The event was organised by Regine Ehleiter, Research Associate at the Chair for Digital Arts and Cultural Communication at the WittenLab.Future Laboratory Studium Fundamentale at the University of Witten/Herdecke and Senior Fellow of the Centre for Advanced Study “Access to Cultural Goods in Digital Change”, and is organized in cooperation with the Office & Network for Media Art and Digital Culture medienwerk.nrw and the Centre for Advanced Study “Access to Cultural Goods in Digital Change” at the University of Münster. The Centre is funded by the German Research Foundation (DFG). The work of medienwerk.nrw is funded by the Ministry of Culture and Science of the State of North Rhine-Westphalia, on whose behalf it undertakes coordination, professionalization, and advisory tasks in the field of media art. The medienwerk.nrw office is based at HMKV Hartware MedienKunstVerein in Dortmund.
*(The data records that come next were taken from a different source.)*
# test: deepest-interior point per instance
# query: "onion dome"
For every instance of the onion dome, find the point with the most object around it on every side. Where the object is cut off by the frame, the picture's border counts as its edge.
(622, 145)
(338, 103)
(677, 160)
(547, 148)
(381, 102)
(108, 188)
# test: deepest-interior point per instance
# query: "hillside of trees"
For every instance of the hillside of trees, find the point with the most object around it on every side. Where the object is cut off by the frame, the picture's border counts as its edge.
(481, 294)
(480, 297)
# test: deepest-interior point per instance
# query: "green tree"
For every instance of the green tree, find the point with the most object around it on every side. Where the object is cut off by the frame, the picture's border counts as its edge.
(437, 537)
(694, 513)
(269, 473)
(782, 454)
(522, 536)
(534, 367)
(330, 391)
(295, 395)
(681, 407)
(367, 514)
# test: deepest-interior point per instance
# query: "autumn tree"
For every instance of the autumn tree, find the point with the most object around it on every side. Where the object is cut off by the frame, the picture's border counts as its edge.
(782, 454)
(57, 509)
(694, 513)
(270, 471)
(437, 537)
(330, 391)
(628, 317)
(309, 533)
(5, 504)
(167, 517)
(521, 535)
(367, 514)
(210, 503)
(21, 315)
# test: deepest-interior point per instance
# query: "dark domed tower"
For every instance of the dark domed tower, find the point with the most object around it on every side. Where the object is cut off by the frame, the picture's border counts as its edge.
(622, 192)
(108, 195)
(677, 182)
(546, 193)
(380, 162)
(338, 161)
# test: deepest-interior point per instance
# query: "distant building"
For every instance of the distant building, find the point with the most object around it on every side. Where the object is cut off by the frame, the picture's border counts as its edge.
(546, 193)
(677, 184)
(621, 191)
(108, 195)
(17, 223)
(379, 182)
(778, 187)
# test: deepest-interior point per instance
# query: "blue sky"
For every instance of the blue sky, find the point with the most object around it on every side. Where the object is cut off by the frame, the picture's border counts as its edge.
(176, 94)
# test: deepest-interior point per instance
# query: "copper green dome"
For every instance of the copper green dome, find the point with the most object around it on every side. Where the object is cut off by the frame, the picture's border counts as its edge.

The Reading Artists’ Books series was initiated by Regine Ehleiter and Tabea Nixdorff (Arnhem) in memory of Chicago-based curator and librarian Doro Boehme (1957–2022). It offers a public platform for artistic publishing practices through collective reading and lecture formats. Previous editions focused on publications as a medium for presenting artistic writing practices (HGB Leipzig, 2022) and on “asemic writing,” inspired by the works of Argentine conceptual artist Mirtha Dermisache (Freie Universität Berlin, 2024). Recordings of previous events are available on the series’ Vimeo channel.